Title: Improving the Robustness of Natural Language Processing to Dialects and Language Variants
Date: 11/19/2025
Time: 12-2PM EST (9-11AM PST)
Location: https://gatech.zoom.us/j/4263320954?pwd=MGtPdUhKd0RIYWdqNzU4VW5RSk5zdz09 (with a small in person presence at Stanford University Gates 415)
William Held
Machine Learning PhD Student
School of Interactive Computing in the College of Computing
Georgia Institute of Technology
Committee
1 Diyi Yang
2 Mark Riedl
3 Larry Heck
4 Zsolt Kira
5 Percy Liang
Abstract: English — as a global language spoken by billions across continents — is rich with variation. Despite the number of speakers of other variants and dialects, most language technologies primarily serve Standard American English speakers, creating systematic barriers for other dialect communities. My research establishes empirical evidence for these disparities through novel controlled experiments and user experience studies spanning multiple English varieties.
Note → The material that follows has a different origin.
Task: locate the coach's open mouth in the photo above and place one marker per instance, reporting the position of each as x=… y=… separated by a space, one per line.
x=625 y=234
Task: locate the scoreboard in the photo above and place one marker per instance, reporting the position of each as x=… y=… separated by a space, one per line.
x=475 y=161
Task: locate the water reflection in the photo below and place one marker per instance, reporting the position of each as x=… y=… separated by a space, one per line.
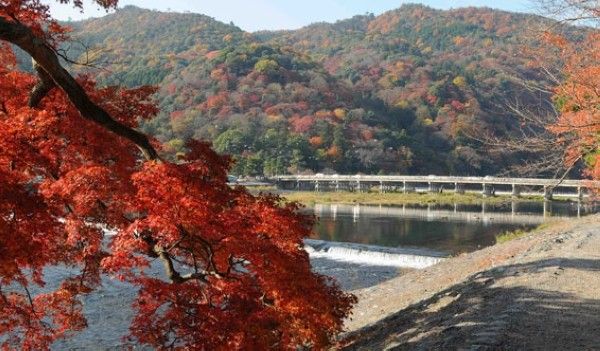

Building on these findings, I have developed computationally efficient adaptation techniques that enhance dialect robustness without requiring task-specific annotations. Finally, I have examined how dialect performance evolves as models scale, using scaling laws to assess whether increased compute alone can close dialect gaps or if targeted interventions remain necessary. These contributions advance both the theoretical understanding of language variation as a dimension of NLP performance and provide practical machine learning methods for building language technologies that serve English in all its forms.